Source code for mlens.utils.validation

"""ML-ENSEMBLE

:author: Sebastian Flennerhag
:copyright: 2017
:license: MIT

Input validation module. Builds on Scikit-learns ``validation`` module, but
extends it to a soft check that issues warnings but don't force change the
inputs.
"""

import warnings

import numpy as np
import scipy.sparse as sp

from ..externals import six
from mlens.externals.sklearn.validation import check_X_y, _num_samples, \
    _shape_repr, check_array, check_consistent_length
from ..utils.exceptions import InputDataWarning, NonBLASDotWarning

FLOAT_DTYPES = (np.float64, np.float32, np.float16)

# Silenced by default to reduce verbosity. Turn on at runtime for
# performance profiling.
warnings.simplefilter('ignore', NonBLASDotWarning)


def _get_context(estimator=None):
    """Get context name for warning messages."""
    if estimator is not None:
        if isinstance(estimator, six.string_types):
            estimator_name = estimator.lower()
        else:
            estimator_name = estimator.__class__.__name__.lower()

        estimator_name = "[%s] " % estimator_name
    else:
        estimator_name = ""

    return estimator_name


[docs]def soft_check_array(array, accept_sparse=True, dtype=None,
                     ensure_2d=True, force_all_finite=True, allow_nd=True,
                     ensure_min_samples=1, ensure_min_features=1,
                     estimator=None):
    """Input validation on an array, list, sparse matrix or similar.

    Like Scikit-learn's ``check_array`` , but issues warnings on failed tests
    and do no forced array conversion.

    Parameters
    ----------
    array : array-like
        Input object, expected to be array-like, to check / convert.

    accept_sparse : string, list of string or None (default=None)
        String[s] representing allowed sparse matrix formats, such as 'csc',
        'csr', etc.  None means that sparse matrix input will raise an error.
        If the input is sparse but not in the allowed format, it will be
        converted to the first listed format.

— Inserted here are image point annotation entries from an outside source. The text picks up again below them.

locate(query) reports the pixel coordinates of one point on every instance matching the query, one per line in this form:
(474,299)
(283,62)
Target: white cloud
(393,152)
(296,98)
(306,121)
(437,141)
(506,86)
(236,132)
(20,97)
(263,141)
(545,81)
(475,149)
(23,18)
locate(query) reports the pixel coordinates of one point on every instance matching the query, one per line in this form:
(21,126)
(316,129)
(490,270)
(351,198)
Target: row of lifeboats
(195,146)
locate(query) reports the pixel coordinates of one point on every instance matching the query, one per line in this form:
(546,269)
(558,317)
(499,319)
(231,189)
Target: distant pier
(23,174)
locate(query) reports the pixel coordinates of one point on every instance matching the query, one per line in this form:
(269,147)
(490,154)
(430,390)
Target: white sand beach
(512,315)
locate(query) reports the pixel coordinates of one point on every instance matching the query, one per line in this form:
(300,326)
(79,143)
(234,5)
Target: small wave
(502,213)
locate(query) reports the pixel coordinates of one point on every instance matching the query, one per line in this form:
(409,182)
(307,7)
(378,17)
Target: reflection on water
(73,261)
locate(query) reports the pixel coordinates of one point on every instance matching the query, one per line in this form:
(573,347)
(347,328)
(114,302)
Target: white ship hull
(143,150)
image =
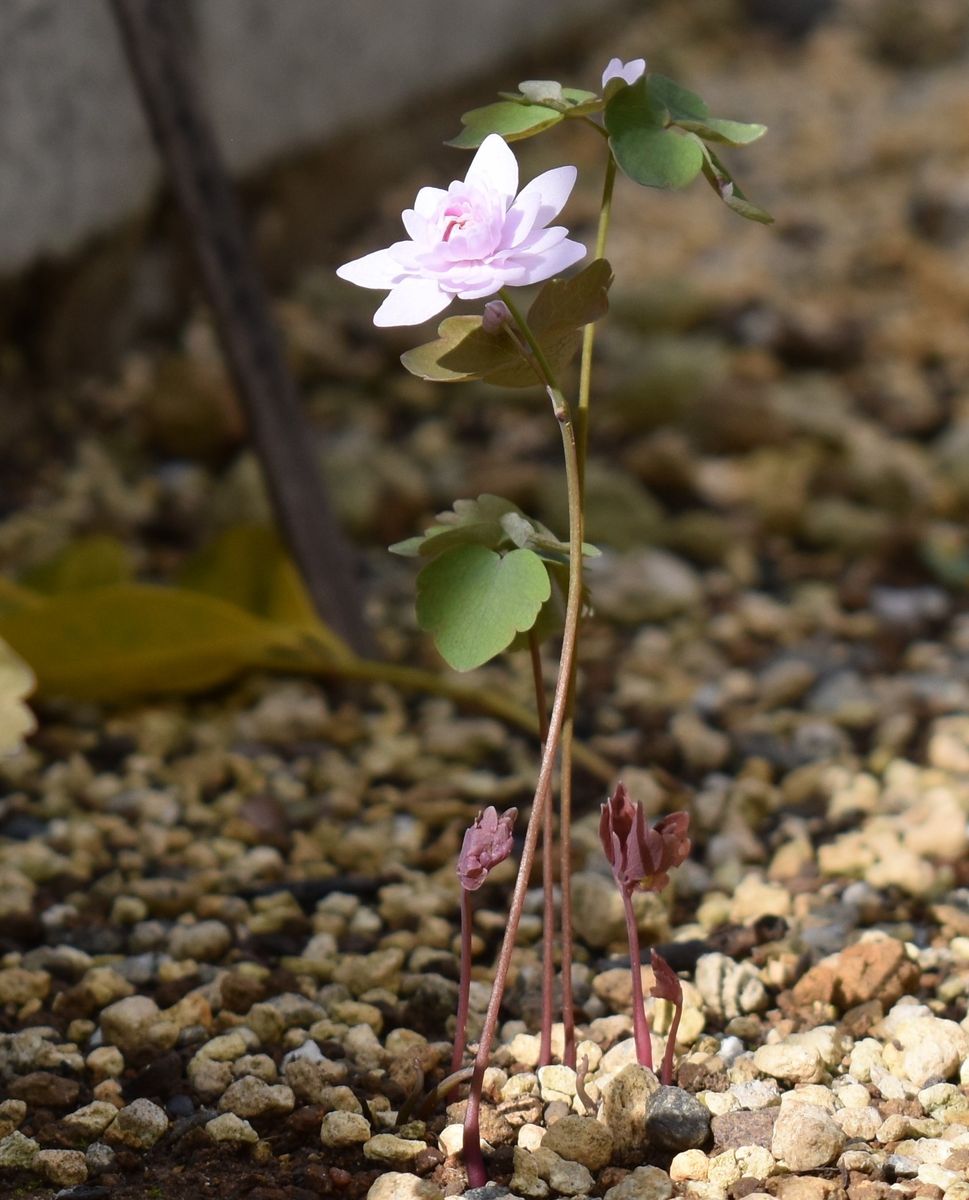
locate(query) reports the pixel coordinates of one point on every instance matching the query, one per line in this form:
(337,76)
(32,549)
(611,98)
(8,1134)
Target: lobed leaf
(474,601)
(464,351)
(679,102)
(732,133)
(691,113)
(572,303)
(644,148)
(723,184)
(512,119)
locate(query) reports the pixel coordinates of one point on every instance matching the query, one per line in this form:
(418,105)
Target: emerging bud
(627,72)
(495,316)
(641,857)
(487,843)
(666,982)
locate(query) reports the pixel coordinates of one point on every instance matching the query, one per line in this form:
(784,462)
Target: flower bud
(495,317)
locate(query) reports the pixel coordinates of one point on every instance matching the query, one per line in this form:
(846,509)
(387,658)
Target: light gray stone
(339,1131)
(253,1097)
(805,1138)
(229,1127)
(139,1125)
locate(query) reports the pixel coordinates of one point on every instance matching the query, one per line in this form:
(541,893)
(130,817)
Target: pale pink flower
(487,843)
(471,240)
(629,72)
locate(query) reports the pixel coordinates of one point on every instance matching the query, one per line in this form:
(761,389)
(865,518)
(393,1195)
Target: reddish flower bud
(666,982)
(487,843)
(641,857)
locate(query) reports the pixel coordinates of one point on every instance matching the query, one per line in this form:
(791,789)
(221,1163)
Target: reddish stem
(474,1162)
(639,1023)
(461,1029)
(548,877)
(565,885)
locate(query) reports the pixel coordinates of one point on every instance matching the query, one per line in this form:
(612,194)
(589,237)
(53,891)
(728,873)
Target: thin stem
(565,880)
(639,1023)
(541,702)
(485,700)
(667,1074)
(570,751)
(474,1162)
(461,1029)
(548,877)
(589,333)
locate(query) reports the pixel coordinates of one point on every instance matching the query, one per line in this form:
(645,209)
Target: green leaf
(732,133)
(131,640)
(513,120)
(474,601)
(678,101)
(542,91)
(648,151)
(17,683)
(464,351)
(570,304)
(723,184)
(425,361)
(691,113)
(89,562)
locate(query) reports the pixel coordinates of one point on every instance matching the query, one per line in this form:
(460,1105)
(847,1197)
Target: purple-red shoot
(642,858)
(487,843)
(667,987)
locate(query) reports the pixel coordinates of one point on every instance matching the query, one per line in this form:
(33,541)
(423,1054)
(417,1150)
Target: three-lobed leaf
(723,184)
(464,349)
(511,119)
(474,601)
(644,147)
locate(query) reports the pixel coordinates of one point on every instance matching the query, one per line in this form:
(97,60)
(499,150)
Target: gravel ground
(228,924)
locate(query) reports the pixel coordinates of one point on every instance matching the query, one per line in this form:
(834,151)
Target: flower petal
(375,270)
(427,201)
(410,303)
(521,220)
(553,189)
(551,262)
(494,168)
(415,225)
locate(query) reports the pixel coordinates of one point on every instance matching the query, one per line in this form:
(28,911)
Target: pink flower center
(456,217)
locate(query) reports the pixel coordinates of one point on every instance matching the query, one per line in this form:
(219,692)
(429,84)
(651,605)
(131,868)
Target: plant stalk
(639,1023)
(473,1159)
(461,1029)
(548,875)
(569,748)
(565,880)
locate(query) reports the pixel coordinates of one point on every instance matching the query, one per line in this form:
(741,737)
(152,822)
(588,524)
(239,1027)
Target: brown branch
(155,48)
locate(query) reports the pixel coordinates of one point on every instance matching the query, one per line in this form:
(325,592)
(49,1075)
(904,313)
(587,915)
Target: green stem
(589,333)
(548,879)
(565,880)
(570,750)
(543,786)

    dtype : string, type, list of types or None (default="numeric")
        Data type of result. If None, the dtype of the input is preserved.
        If "numeric", warning is raised if array.dtype is object.
        If dtype is a list of types, warning is raised if array.dtype is not
        a member of the list.

    force_all_finite : boolean (default=True)
        Whether to raise an error on np.inf and np.nan in X.

    ensure_2d : boolean (default=True)
        Whether to warn if X is not at least 2d.

    allow_nd : boolean (default=False)
        Whether to allow X.ndim > 2.

    ensure_min_samples : int (default=1)
        Make sure that the array has a minimum number of samples in its first
        axis (rows for a 2D array). Setting to 0 disables this check.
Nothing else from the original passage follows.